Picture this: it’s 1970 and you return to your Chicago home from work or the local bodega to find a card wedged into your security door. You go to throw it in the bin along with your other junk mail, but then something gives you pause: it's not from the neighbourhood plumber or handyman, but from a local gang called the Insane Pope’s.
Depending on just how much trouble you're in, this might not be the only gang-related business card you find. According to urban historian Brandon Johnson, it wasn’t just mad ecclesiastical figures with poor grammar who had their own business cards – plenty of illicit Chicago outfits did.
For his new book, Thee Almighty & Insane: Chicago Gang Business Cards from the 1970s & 1980s, Johnson has gathered 60 business cards that belonged to everyone from small-time gangs of four to white supremacists to a posse with so many members their names barely fit on the card.
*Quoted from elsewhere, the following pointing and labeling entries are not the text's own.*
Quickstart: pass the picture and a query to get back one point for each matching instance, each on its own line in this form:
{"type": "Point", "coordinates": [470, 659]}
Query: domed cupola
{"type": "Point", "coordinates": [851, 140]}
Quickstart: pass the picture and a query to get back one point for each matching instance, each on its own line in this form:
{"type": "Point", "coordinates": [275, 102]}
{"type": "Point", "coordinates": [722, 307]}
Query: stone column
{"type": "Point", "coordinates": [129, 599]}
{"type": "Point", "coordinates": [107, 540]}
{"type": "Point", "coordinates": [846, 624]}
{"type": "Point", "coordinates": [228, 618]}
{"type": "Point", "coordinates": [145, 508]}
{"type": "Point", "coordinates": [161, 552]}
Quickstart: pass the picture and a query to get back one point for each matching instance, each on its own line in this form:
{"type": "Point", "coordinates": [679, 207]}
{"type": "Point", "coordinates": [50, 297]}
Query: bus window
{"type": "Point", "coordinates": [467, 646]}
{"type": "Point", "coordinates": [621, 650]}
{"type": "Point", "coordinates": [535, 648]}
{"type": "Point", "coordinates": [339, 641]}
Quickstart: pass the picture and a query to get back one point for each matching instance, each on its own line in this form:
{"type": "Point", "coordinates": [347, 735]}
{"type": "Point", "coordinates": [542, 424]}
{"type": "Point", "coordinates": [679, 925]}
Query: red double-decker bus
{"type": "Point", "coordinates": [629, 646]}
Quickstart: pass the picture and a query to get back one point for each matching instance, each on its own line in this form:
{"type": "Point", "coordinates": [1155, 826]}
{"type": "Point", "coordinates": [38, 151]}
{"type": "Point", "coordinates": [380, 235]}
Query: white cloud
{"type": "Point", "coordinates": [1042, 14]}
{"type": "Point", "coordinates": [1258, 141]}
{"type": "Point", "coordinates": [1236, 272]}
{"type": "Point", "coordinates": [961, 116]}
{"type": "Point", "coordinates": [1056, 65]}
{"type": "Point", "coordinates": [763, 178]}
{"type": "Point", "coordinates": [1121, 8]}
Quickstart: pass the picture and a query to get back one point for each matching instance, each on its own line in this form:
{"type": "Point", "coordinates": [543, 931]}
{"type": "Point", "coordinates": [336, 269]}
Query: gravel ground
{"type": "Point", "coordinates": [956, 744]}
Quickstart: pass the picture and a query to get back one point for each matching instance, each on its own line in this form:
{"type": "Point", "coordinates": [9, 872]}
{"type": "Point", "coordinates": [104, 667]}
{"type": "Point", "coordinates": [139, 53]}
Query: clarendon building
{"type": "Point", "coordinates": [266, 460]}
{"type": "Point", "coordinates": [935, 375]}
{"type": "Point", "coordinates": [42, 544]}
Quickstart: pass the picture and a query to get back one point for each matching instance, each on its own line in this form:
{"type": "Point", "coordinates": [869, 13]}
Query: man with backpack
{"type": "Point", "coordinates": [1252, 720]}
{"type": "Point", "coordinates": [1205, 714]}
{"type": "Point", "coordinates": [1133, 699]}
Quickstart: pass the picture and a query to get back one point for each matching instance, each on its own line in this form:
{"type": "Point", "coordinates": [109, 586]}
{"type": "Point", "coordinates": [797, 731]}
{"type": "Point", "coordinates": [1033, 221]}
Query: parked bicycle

The carefully crafted, in-house designed cards are rife with graphic design and grammatical curiosities, such as clipart prints of druids and Olde English imagery. The cards also display a penchant for gothic fonts, which can be seen scripting out intimidating names such as Sinbad, Shotgun, Lil Greaser, Lil Ron, Rat, Birdman and Topcat, to name a few.
We can only assume a portion of their intergang parlays would consist of time set aside for American Psycho-esque card comparisons.
Related: Like business card curios? We take a close look at the business cards of the Los Alamos employees who developed the atom bomb in Smith Journal volume 22. Grab a copy, subscribe or find your local stockist.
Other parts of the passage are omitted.